Question about a marriage between a Catholic and Non-Catholic


#1

Hello!

I’m new around here so I apologise in advance if someone has already asked this question before.

I am a Catholic and I have been baptised and confirmed. However, my boyfriend has not been baptised or confirmed. He says be believes in Christ and nearly every Sunday, he attends Mass with me. We have been discussing marriage recently but I have a few questions.

I want to get married in a Catholic Church. Is this possible? Would he have to get baptised first? Is there anything else we will have to do in order to get married in a Church?

I hope someone here will be able to shed some light on this for me. Thank you :slight_smile:

God bless,

Jo


#2

Welcome to CAF - don't EVER worry about repeating a thread - we will gladly argue about the same things for months. :D in a good hearted way - LOL

OK, yes it is possible to get married in the Church with dispensation from the bishop if your bf/fiance (whichever term you prefer - I do not want to offend) agrees to not be an impediment on you practicing the Catholic faith and agrees to raise children in the Catholic faith. However, all that being said even though it would be a valid marriage for you - it would not be a Sacramental one.

Now, here is the complicated part. Has your bf/fiance been married before? If this is the case then he would need a declaration of nullity as marriages are considered valid unless otherwise challenged and declared invalid. If he cannot receive one than he would not be free to marry you or anyone else in the Catholic Church. You as a practicing Catholic would not be free to date him.

My recommendation - marriage prep takes time. If he is interested in the Church- ask him to start RCIA.He is not committing to the Sacraments - he is getting more information. It is a process. If at the end of the year he decides that he wants the Sacraments - better for you both. If not and you still move forward with your marriage - he will need that information to help you raise children. If not and you don't marry - it saved you both much heartache.

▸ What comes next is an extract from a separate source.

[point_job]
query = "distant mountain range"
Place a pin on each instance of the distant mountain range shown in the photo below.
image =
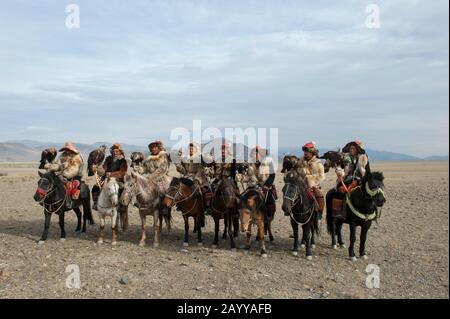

God bless you and again welcome to CAF.


#3

I just wanted to say that I was once in your boyfriend’s shoes. My husband is the cradle Catholic and I considered myself a nondenominational Christian. At the time of our engagement, we talked with our parish and one of the “requirements” was for me to attend RCIA. Just for informational purposes but it was what led to me joining the Church. Marriage can be tough. You need God and your faith to fulfill that calling. Maybe this is God’s way to bring another to His Church. :slight_smile:


#4

I wanted to second the recommendation for your fiance to take RCIA classes. I think it's fantastic that he attends mass with you.. RCIA classes would be the next logical step. He doesn't have to agree to become Catholic to take the classes.. he can learn and see how it goes. It would be my prayer that he would be a fantastic sponsor who could really mentor him.

Your wedding day is just that.. one day. Your marriage is till death do you part with is hopefully a nice long lifetime together. It would be so much better for you both & your children if you were of the same faith.

God bless you both!


#5

My husband when we married was NOT Catholic and was NOT baptized. He did NOT go through RCIA as part of our marriage prep, however he did have to agree to raise the children Catholic. Not only did he have to agree with that to Msgr. as we were doing our marriage prep with him, but he also made that agreement again publicly during our Marriage Ceremony. We because of him not being Catholic and other family members chose to have the Marriage WITHOUT the Mass. Which basically means without the Liturgy of the Eucharist.

Today my husband is Catholic. He went to RCIA classes and converted the year after our marriage and shortly before our first child was born. He did that on his own accord.

PS: He also was very much like the OP boyfriend. He went to Mass with me every Sunday. It started when we were dating and continued on with our 15 month engagement. It continued on through our first year of marriage. After nearly 2 years of going to Sunday Mass with me weekly he decided to convert. Right before he decided to take RCIA classes I did church hop with them for a few weekends. I still went to Mass that weekend, but he wanted to go to non-Catholic Churches to be sure. That lasted for 2 weekends at 2 different churches.


#6

yes you can get married in the Catholic Church in fact you, because you are Catholic, must obey Catholic laws on marriage or you risk mortal sin and separation from the sacraments, which is the worst thing that can happen to a Catholic in this life. No he does not need to be baptized, but he does have to join you in the prescribed marriage preparation. He has to understand and accept the Catholic understanding of marriage and enter into it with the proper intent and consent, including openness to life. You must promise to remove any danger to your own faith, and to raise children of the marriage Catholic, and he must be informed of that promise and obligation on your part. You for your part must model Catholic life in Christ for him and thus open the door for him to come to Christ.
Make an appointment with your priest and discuss your personal situation with him.


#7

Thank you so much everyone! This has really helped clear a few things up.

I think I will try and speak with the priest at the Cathedral here as well.